Hambler argues that despite death tolls from numerous sources in various countries, many environmentalists are not being thorough with their questioning of renewable energy. In Britain, this argument isn’t made much — but overseas, as Hambler says, they’re realising the damage inflicted on nature:

‘Every year in Spain alone — according to research by the conservation group SEO/Birdlife — between 6 and 18 million birds and bats are killed by wind farms. They kill roughly twice as many bats as birds. This breaks down as approximately 110–330 birds per turbine per year and 200–670 bats per year. And these figures may be conservative if you compare them to statistics published in December 2002 by the California Energy Commission: ‘In a summary of avian impacts at wind turbines by Benner et al (1993) bird deaths per turbine per year were as high as 309 in Germany and 895 in Sweden.’

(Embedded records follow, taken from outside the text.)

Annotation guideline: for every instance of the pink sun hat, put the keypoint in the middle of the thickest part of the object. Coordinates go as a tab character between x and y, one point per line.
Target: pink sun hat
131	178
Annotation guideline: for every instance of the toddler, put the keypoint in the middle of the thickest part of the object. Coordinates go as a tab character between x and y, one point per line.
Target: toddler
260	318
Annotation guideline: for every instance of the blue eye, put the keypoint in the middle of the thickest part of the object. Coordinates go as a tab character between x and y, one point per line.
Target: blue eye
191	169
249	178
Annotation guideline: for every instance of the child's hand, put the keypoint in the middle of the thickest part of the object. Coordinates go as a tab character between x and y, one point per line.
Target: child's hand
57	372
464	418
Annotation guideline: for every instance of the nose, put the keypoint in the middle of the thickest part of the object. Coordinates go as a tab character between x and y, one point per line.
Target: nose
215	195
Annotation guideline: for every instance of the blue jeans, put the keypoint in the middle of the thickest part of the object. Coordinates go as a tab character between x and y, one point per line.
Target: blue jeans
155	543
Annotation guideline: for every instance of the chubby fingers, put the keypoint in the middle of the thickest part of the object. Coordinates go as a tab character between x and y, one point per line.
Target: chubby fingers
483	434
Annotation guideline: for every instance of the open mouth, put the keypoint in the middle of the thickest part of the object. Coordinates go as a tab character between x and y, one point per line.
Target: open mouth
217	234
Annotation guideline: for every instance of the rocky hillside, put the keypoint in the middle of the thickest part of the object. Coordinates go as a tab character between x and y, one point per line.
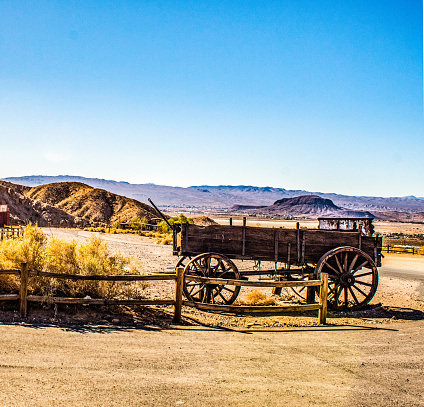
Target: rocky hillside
72	203
305	206
223	197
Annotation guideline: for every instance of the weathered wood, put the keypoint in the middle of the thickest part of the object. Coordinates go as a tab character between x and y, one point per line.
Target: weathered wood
11	272
310	291
322	313
97	301
246	283
9	297
178	298
135	277
23	291
276	246
252	308
260	243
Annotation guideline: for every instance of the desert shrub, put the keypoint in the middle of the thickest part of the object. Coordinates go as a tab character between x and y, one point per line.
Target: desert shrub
60	256
256	297
164	228
163	238
138	224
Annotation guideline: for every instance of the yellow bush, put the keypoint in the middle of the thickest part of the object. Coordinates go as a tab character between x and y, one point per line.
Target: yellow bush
59	256
256	297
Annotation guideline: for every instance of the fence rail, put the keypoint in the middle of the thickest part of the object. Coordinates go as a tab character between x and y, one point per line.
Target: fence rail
11	232
177	301
403	249
321	306
24	298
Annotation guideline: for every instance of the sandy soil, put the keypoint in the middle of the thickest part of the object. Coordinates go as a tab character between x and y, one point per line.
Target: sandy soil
101	358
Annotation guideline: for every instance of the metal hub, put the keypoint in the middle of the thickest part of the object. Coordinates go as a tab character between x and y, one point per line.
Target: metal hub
347	279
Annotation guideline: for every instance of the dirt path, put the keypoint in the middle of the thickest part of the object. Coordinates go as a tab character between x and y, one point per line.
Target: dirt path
198	366
375	358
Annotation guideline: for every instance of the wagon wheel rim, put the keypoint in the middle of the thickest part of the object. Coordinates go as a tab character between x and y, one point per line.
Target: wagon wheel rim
300	292
210	265
352	278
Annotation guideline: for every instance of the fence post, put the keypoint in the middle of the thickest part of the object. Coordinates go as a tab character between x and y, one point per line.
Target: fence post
23	290
310	291
178	294
322	313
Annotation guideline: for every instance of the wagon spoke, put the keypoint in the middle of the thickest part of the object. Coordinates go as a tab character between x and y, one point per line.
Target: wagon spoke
227	289
345	262
337	293
346	297
353	263
198	291
359	268
225	299
332	268
198	267
364	274
363	283
339	265
358	289
353	295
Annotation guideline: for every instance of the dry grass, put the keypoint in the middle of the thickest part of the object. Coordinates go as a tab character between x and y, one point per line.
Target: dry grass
59	256
256	297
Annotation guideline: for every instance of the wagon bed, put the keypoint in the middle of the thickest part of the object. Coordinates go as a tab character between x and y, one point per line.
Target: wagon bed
296	247
343	248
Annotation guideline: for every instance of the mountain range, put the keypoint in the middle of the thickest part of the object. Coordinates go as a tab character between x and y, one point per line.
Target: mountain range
70	204
224	197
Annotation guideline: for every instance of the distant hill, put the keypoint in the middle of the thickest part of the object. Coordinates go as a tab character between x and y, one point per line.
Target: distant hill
72	203
305	206
223	197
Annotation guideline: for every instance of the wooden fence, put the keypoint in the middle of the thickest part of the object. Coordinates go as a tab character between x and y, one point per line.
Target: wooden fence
404	249
24	298
11	232
177	301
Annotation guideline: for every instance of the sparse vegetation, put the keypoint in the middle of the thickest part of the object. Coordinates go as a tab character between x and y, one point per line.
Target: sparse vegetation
163	233
60	256
256	297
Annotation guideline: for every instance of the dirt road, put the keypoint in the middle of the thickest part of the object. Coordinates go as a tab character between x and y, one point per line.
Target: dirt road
375	359
198	366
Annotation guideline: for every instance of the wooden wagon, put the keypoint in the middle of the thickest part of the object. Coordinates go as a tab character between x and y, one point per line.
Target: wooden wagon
344	248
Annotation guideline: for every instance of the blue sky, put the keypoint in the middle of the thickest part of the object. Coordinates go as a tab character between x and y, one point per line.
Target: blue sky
317	95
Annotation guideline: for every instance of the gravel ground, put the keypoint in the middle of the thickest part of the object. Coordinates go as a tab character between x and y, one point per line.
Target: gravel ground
396	299
97	357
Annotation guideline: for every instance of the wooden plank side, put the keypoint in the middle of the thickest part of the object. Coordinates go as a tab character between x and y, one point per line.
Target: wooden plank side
260	243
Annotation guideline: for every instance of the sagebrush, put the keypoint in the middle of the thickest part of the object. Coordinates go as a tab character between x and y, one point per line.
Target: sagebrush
60	256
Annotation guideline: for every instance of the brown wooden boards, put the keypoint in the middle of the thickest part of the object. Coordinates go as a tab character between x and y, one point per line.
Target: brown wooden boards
291	246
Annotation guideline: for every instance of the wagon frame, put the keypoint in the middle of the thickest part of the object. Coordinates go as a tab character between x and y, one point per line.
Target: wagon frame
342	247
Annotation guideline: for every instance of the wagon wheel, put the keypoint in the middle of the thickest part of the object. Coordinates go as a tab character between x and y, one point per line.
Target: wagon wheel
350	287
182	261
300	291
211	265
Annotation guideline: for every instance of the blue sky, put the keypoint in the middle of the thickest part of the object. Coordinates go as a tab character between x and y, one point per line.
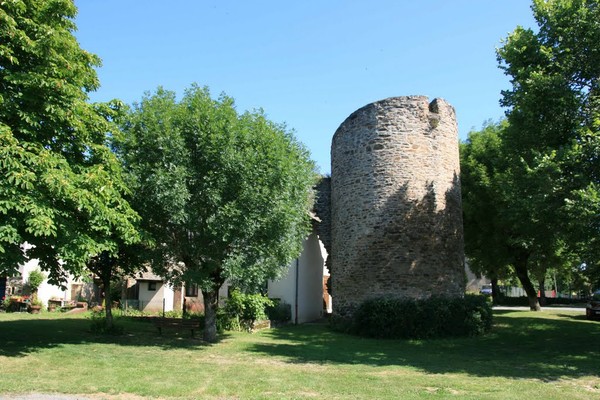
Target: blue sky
308	63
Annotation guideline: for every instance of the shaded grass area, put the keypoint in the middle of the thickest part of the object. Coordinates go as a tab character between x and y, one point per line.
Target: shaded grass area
542	355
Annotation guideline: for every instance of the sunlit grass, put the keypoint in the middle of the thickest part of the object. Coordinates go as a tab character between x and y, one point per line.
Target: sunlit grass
550	355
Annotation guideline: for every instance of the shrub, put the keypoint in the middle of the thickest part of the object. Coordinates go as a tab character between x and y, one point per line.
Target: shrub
418	319
279	311
242	310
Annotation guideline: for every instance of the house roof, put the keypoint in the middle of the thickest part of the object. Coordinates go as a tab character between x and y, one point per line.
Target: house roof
148	276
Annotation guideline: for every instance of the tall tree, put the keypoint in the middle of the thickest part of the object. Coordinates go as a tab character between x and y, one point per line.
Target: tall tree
61	187
225	196
552	140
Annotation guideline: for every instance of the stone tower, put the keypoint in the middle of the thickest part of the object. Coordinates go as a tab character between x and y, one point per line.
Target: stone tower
396	218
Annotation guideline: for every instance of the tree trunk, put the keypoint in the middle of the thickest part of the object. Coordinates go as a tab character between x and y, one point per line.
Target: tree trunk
521	271
542	290
495	291
107	304
211	299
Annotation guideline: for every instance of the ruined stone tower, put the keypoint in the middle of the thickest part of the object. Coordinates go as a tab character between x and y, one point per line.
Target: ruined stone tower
396	224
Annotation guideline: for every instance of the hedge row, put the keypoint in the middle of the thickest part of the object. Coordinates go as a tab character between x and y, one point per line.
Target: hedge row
436	317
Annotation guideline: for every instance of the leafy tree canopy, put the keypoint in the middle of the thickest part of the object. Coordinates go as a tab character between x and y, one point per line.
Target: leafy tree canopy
225	196
61	188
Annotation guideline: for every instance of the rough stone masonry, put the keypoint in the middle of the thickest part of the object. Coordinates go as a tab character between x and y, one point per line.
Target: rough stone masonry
396	218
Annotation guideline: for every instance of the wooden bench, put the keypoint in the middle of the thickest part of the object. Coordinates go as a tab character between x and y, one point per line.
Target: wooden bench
184	323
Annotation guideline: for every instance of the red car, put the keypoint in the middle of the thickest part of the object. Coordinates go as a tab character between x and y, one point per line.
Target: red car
592	310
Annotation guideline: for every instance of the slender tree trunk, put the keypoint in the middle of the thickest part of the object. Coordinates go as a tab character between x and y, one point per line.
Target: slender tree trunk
107	303
542	290
521	271
495	290
211	299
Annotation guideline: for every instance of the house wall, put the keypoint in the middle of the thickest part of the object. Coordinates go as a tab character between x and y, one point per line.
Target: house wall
152	300
302	286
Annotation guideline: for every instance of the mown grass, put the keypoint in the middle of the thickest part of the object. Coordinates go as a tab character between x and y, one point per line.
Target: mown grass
549	355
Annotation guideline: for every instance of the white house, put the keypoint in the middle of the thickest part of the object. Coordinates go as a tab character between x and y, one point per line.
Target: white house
302	286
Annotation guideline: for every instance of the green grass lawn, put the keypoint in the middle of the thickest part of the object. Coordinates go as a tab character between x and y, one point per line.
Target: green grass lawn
549	355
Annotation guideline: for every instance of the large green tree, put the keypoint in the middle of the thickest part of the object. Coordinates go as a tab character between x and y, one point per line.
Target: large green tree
225	196
61	187
551	143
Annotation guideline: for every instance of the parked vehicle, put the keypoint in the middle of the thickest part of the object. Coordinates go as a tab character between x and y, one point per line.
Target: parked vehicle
592	310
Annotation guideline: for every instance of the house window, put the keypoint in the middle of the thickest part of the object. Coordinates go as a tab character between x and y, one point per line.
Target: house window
191	290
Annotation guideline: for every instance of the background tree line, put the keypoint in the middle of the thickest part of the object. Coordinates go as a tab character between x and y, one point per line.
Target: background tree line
192	188
531	183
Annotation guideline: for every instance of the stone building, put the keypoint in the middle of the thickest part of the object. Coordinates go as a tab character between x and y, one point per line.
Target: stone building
396	220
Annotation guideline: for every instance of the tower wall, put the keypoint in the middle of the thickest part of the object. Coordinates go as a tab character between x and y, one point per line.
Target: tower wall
396	222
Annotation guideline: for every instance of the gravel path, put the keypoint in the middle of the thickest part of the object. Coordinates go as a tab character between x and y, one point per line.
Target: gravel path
40	396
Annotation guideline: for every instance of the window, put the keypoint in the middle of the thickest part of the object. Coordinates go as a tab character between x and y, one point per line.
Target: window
191	290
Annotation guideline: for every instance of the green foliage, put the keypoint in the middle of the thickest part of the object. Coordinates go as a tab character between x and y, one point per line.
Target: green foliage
436	317
279	311
552	141
36	277
243	310
61	188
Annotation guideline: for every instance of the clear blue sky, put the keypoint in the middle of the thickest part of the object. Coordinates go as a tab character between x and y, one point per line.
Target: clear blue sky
307	63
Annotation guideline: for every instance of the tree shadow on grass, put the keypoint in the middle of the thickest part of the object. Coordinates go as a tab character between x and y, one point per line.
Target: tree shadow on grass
29	334
525	347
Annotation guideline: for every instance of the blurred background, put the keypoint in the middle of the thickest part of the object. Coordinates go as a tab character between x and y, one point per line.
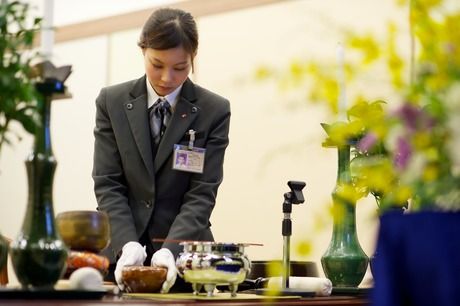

Over at the New Statesman, Alex Hern has taken an assiduous look at Hambler’s article and questioned his use of these statistics, arguing they lack context. Comrade Hern notes that in the US nearly 100 million birds are killed annually by domestic/feral cats, 130 million by power lines and 97.6 to 976 million killed per year by collisions with plate glass windows. All of these figures stand up; see this referenced report by the US Department of Agriculture. However, they do nothing to detract from Hambler’s argument.

Firstly, one of the major killers, plate glass windows, have never been sold as an environmentally friendly product, nor have they been championed by eco-activists.